Description:
This dissertation conceptualizes and computationally demonstrates a photometric characterization methodology for daylighting fixtures. The methodology is based upon applying far-field photometric evaluation techniques. The photometric characterization methodologies use computer simulations to characterize visible light and thermal performance of daylighting fixtures. A daylighting fixture is defined to include the boundary and all the components that exist between the admittance plane and exit plane of a daylighting aperture. The fixture concept allows the characterization data to be applied to daylighting fixtures in any setting.
The lack of comprehensive daylighting performance evaluation protocols and basic daylighting component research indicate the need to develop this characterization methodology. This dissertation articulates key weaknesses in current daylighting indicators and performance characterization research, which support the need for additional protocols to characterize daylight, including angular intensity distribution at the point it is admitted into a building and associated thermal gains.
The characterization methodology is demonstrated using four lighting software programs to assess louver control components for toplighting.
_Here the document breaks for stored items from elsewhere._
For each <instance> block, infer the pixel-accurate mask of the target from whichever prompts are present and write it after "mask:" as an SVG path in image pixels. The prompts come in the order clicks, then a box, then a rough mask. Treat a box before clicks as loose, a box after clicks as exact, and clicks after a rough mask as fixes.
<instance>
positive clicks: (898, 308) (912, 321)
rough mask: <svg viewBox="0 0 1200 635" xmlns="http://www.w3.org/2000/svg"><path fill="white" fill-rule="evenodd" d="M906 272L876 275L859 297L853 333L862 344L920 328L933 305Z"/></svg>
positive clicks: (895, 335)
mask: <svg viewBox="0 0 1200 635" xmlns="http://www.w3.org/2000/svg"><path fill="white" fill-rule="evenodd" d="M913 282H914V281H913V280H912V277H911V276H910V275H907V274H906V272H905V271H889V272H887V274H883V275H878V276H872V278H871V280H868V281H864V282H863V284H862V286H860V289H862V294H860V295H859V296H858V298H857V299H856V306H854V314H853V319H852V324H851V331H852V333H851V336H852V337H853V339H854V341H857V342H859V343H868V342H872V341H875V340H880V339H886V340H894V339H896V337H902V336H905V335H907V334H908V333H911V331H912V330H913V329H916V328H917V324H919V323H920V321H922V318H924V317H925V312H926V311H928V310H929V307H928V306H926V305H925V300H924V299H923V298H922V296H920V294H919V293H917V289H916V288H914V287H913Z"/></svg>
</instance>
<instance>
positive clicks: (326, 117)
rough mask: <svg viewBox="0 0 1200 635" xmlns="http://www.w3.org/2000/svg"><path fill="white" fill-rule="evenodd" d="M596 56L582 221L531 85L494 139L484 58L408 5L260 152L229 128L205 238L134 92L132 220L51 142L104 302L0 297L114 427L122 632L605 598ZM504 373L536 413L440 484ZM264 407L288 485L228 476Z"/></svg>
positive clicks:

Visible light characterizations addressed in this dissertation study include angular intensity distribution, illuminance distribution and visual effect. Thermal characterizations addressed include irradiance transmittance through the aperture and heat gain associated with irradiance absorbed by the louver control component. Simulations are limited to using currently available computer tools. Where simulation tools do not exist to properly support the characterization, a description is given of the software capabilities that need to be developed. The characterization data provided by this methodology is fully compatible with electric lighting and glazing performance data currently used by designers.
The proposed methodology will support architects and lighting designers in selecting daylighting components and/or systems on a performance basis comparable to the selection of other building products. Given the huge potential for daylighting, the lack of well daylighted buildings indicates the potential for this research. Daylighting in buildings has implications for renewable energy, and the health and well-being of human occupants. It is envisioned that the proposed photometric characterization data will be used by architects and lighting designers to develop daylighting strategies incorporating performance, experiential, and aesthetic criteria.